Dear teachers! Good afternoon! I have a question about exercises in Task 1. I've been to Australia three times - I chose Present Perfect (unfinished events) and in I've lived in Paris since 1999 I chose Present Perfect (life experiences). After checking I found that I made a mistake and it had to be vice versa. Please tell me why? In my opinion how many times the person has been to Australia is unfinished event and living in Paris is life experience. Am I wrong?
Hello Evgeny N, The sentence 'I've lived in Paris since 1999' tells us that the speaker still lives in Paris today, making it an unfinished event. The sentence 'I've been to Australia three times' tells us what the speaker has done in his or her life to date. Of course, there is an unfinished/open time period here (the speaker's life), but the events themselves are finished, even if they may be repeated. ~ Peter The LearnEnglish Team
Dear Peter M! Thank you very much indeed for this explanation!

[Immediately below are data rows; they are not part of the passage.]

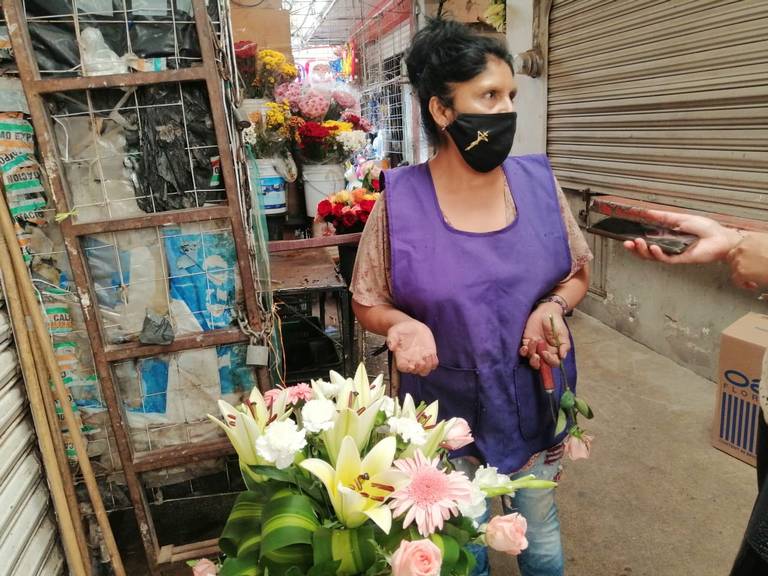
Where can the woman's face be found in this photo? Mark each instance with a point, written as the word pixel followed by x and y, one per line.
pixel 490 92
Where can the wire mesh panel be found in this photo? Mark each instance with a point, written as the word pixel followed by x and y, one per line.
pixel 142 150
pixel 383 40
pixel 95 37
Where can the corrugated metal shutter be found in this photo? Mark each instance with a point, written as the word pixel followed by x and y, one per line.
pixel 29 541
pixel 665 101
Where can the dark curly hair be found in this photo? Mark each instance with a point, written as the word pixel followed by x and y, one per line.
pixel 446 52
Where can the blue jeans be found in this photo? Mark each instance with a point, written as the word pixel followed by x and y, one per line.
pixel 544 555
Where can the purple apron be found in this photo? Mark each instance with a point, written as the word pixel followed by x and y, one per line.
pixel 476 291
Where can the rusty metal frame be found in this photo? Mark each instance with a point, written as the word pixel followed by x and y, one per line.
pixel 134 463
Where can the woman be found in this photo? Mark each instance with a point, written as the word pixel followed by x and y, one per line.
pixel 465 264
pixel 747 255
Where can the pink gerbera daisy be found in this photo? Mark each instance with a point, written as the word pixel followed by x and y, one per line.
pixel 431 496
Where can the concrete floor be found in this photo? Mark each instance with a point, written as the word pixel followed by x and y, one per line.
pixel 655 498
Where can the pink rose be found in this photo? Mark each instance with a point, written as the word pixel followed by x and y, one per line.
pixel 458 436
pixel 205 567
pixel 418 558
pixel 507 534
pixel 271 395
pixel 344 99
pixel 577 447
pixel 299 393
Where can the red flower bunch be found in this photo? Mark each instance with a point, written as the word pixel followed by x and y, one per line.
pixel 347 211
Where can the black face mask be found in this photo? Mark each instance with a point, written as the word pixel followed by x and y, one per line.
pixel 484 140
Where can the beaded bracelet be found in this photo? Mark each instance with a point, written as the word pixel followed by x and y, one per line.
pixel 557 299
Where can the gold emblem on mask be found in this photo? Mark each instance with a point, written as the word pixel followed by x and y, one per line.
pixel 482 136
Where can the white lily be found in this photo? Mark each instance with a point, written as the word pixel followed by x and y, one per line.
pixel 357 424
pixel 434 431
pixel 359 488
pixel 242 430
pixel 358 392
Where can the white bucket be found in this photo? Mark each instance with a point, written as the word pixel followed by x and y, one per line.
pixel 272 187
pixel 320 181
pixel 253 108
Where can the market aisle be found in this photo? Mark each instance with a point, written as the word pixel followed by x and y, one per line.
pixel 655 499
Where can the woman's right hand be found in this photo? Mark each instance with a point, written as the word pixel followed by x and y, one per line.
pixel 414 347
pixel 715 241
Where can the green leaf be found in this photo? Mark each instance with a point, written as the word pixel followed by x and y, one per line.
pixel 288 519
pixel 244 521
pixel 330 568
pixel 466 564
pixel 306 483
pixel 460 535
pixel 562 421
pixel 584 408
pixel 352 548
pixel 245 566
pixel 567 400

Submitted by Anupama Wijayaratne on Tue, 14/11/2017 - 15:48

Hi, How can I download the above video?

Hello Anupama,

I'm afraid that our videos are not available for download for legal reasons. Sorry! The good news is that all our audio content (e.g. LearnEnglish Podcasts) is available for free download.

All the best,
The LearnEnglish Team

Submitted by Uliana3589 on Tue, 17/01/2017 - 21:49

Hi Teachers, I have a question. As I know a verb "feel" is the stative verb and is not usually used in the continuous form, even when we are talking about temporary situations or states. But in the first task to this video is a sentence "I'm not feeling very well." So, as I understood we can use this stative verb in the continuous form in some rarely cases, right? But from what it depends on? Thank you for answer in advance. Best regards, Uliana

Hello Uliana,

When 'feel' is used to express an opinion it is always used in a simple form:

I feel this is a mistake.

This is similar to 'think' or 'know':

I think this is a mistake.

When we describe a sensation we can use either simple or continuous forms:

I feel cold.

I'm feeling cold.

I feel sad.

I'm feeling sad.

The continuous form emphasises that it is a current and, as you say, temporary situation.